Ari Folman has made a beautiful and devastating movie about trauma, dissociation, and war. As a young Israeli soldier, he was in the 1982 Lebanon war. When a friend came to him with troubling memories of that war, Folman realized that he had no memories about being in Lebanon. A therapist friend told him to ask fellow veterans about what happened and Folman interviewed people until his own memories came back. The movie is animated. It flips between "talking head" interviews with middle-aged men at home, and their younger selves in Lebanon. The animation is amazing; the music, perfect; the characterization of the various soldiers/veterans makes them totally human.
You see the trauma and the men's attempts to cope with it. One man,was considered a genius as a teen. As an adult he hides on his Dutch farm, constantly stoned. Some seem untouched. Others still devastated.

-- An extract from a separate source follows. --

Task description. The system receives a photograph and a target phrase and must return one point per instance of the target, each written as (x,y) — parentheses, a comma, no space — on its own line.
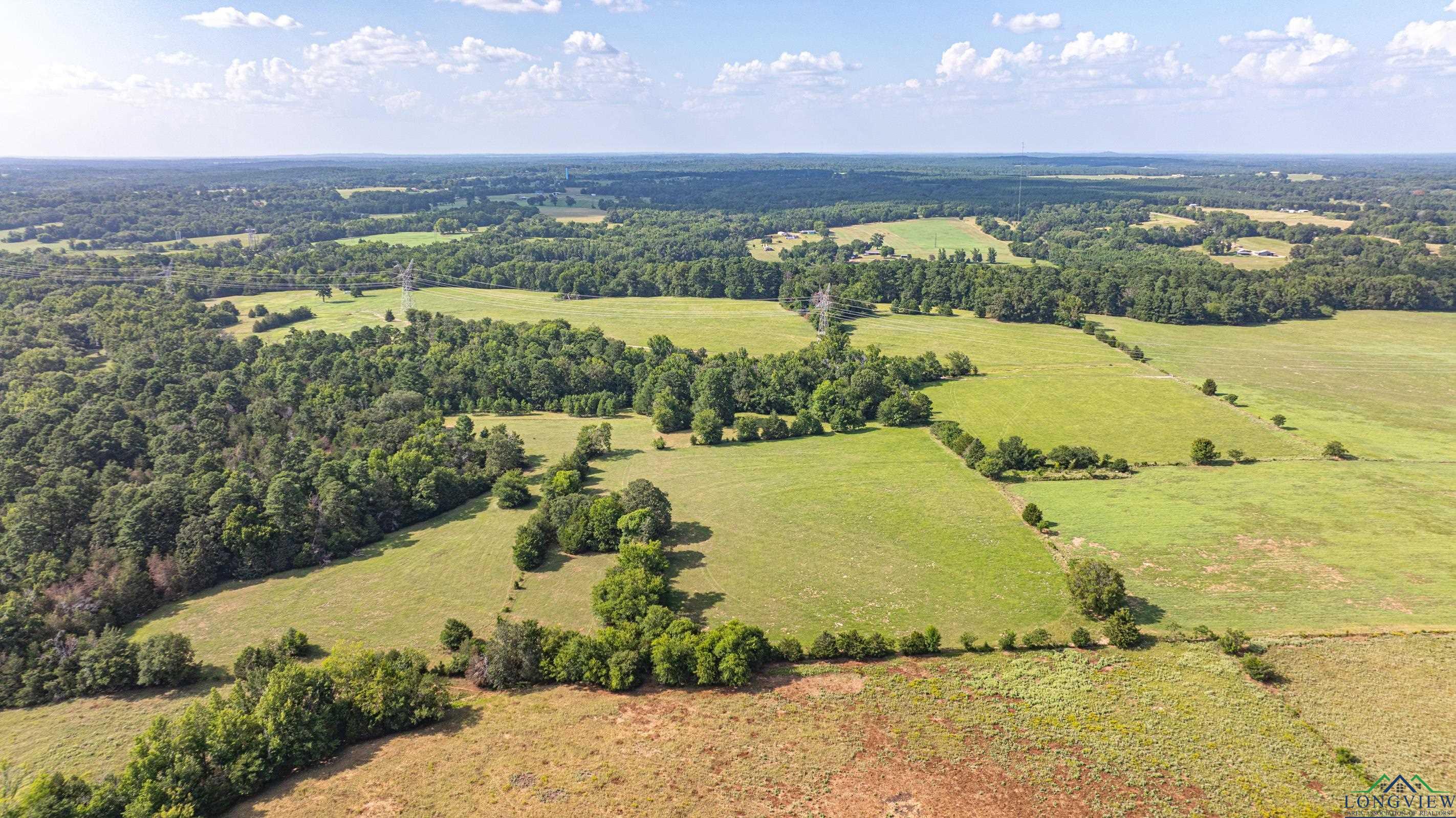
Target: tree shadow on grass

As the movie unwinds, you see the event begin to come together--The assassination of Bashir, the Lebanese Christian Falangist leader, led his followers to slaughter men, women, and children in a Palestinian refugee camp. The Israelis, their allies, were supporting the Falangists to "find the terrorists". By the time the Israelis understood what was going on, and the word finally got to the Israeli leadership (slowed down by idiocy and disbelief), it was too late. The last few minutes of the movie are film footage of bodies and wailing women in the camps. There is no other resolution. Nothing to make us feel good.

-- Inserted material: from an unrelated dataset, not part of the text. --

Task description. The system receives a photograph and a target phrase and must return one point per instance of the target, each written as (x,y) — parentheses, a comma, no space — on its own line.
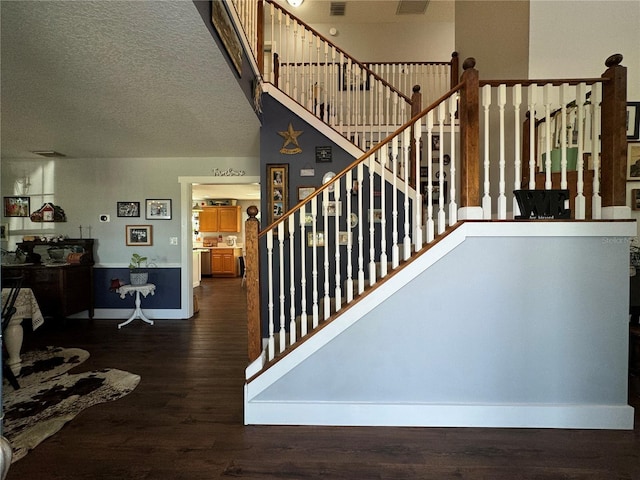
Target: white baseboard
(611,417)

The movie brilliantly portrays what trauma looks like. Its director also directed the original Israeli In Treatment , which portrays among other things, the therapy of a soldier who inadvertantly bombed an orphanage. I wonder if he was compelled to do In Treatment, before he remembered what he forgot about his own war experience. Here's a link to some "stills" from the movie, and an interview with Folman. http://lukeford.net/blog/?p=4343 My favorite lines in the interview are, "Having made WALTZ WITH BASHIR from the point of view of a common soldier, I’ve come to one conclusion: war is so useless that it‘s unbelievable. It’s nothing like you’ve seen in American movies. No glam, no glory. Just very young men going nowhere, shooting at no one they know, getting shot by no one they know, then going home and trying to forget. Sometimes they can. Most of the time they cannot."

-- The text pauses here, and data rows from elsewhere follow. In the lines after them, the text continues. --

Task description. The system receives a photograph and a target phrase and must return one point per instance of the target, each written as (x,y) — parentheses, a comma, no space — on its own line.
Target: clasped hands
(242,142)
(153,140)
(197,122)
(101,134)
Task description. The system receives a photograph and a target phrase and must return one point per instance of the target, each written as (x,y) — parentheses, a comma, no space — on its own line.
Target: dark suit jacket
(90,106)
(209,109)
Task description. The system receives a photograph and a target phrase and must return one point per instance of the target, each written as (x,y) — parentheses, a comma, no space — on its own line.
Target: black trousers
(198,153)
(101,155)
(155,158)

Evidently the movie brings two distinct responses from some Israelis: "Folman should be shot as a traitor for bringing up the incident." Or "It's good, he's finally showing the world that it wasn't our fault." My response and the response of the two Israelis with whom I watched the film, was devastation and hopelessness. In the light of our despair over the recent attack on Gaza, we were stunned. We had to walk in the cold wind, swing on swings, and watch children play in order to bring ourselves back to here and now in our safe Seattle neighborhood. Today, I'm back to thinking that the little we do as trauma therapists makes a differences. As Hillel said, "If you save one person, you save the world." I need to keep this always in mind, or I get paralyzed by the trauma we humans create.